パーフェクト・インパーフェクト
させてほしい、
と頼まれるので、時折リアにフルメイクしてもらうことがある。
お互いの家で遊んだときとか、撮影後にだらだらしゃべっているときとか。
リアは間違いなく、“メイクさん”にも引けをとらない腕前だよ。
センスもいいし、きっとすごく勉強もしていると思う。
ほんとにメイクが好きなんだろうな、といつも思う。
中学生のとき、ある日突然“ブス”じゃなくなったあの感動を、リアにメイクしてもらうたびに思い出すことができるくらいに。
リアはきっと超一流のアーティストになれる。
その手できっと、たくさんの女の子を幸せにできる。
だけど――カメラの前で笑うリアも、いま、とてもたくさんの女の子を、幸せにしているじゃん。
「ぶっちゃけね、もともとモデルとか興味なかったんだよ。
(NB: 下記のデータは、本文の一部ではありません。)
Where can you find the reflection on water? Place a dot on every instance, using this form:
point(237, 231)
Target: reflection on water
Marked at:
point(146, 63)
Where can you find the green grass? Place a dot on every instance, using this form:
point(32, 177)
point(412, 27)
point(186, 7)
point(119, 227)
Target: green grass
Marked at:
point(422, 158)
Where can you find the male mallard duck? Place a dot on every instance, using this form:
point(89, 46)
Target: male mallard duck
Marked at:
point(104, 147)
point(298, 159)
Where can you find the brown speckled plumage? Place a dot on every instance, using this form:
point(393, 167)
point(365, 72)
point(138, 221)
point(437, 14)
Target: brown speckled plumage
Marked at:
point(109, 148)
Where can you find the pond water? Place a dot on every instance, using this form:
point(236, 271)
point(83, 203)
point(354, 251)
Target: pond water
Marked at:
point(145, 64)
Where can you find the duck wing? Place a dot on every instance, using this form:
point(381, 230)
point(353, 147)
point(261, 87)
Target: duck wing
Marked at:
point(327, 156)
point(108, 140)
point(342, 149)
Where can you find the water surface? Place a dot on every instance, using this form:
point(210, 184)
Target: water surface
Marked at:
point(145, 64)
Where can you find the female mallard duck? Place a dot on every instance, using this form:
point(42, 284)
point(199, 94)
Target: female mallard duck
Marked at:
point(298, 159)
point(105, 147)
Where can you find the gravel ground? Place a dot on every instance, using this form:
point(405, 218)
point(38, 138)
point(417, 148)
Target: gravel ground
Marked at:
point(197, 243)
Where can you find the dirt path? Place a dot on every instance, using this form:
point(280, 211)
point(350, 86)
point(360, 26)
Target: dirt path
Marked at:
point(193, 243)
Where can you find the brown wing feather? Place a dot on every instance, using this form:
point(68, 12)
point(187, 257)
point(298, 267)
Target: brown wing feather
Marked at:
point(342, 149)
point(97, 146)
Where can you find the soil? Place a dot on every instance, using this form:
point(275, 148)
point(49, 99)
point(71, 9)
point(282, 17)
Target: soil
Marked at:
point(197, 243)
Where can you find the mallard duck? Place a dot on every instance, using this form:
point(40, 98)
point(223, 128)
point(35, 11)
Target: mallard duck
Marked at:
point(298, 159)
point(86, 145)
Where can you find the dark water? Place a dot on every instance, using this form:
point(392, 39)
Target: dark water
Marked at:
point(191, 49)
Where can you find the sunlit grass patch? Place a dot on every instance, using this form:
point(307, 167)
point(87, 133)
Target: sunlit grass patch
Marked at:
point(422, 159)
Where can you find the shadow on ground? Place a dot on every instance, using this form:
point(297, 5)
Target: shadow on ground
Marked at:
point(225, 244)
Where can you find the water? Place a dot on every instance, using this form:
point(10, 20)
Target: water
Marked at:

好きな男の子に最低のふられ方して傷心してたところにちょうどよくスカウトされて、見返してやろうって気持ちで始めたんだってのは、こないだ話したよね」
覚えている。忘れない。
ガイジンは無理、などと言いやがったらしい、あのやんちゃ男。
思い出したらむかむかしてきた。
たぶんけっこう機嫌の悪い顔になってしまっていたんだと思う。
リアが笑って「その話はいまはいいの」となだめるように言った。
「モデルはいい経験にもなると思ったんだ。“する側”になる前に“される側”をやっておいたら、それってものすごい強みになるんじゃないかって。実際、やってよかったなあって心から思ってる。ほんとに楽しいよ。経験を積むためとか関係なく、ホント楽しんでやってた」
アンちゃんとも出会えたしね、
と、突然お姉さんぶってくる。
焼きあがったレバーは全部リアの取り皿に引き上げられた。
わたしがそれを食べられないこと、ちゃんと知ってくれている。
かわりにわたしのお皿にはハラミがたくさん乗った。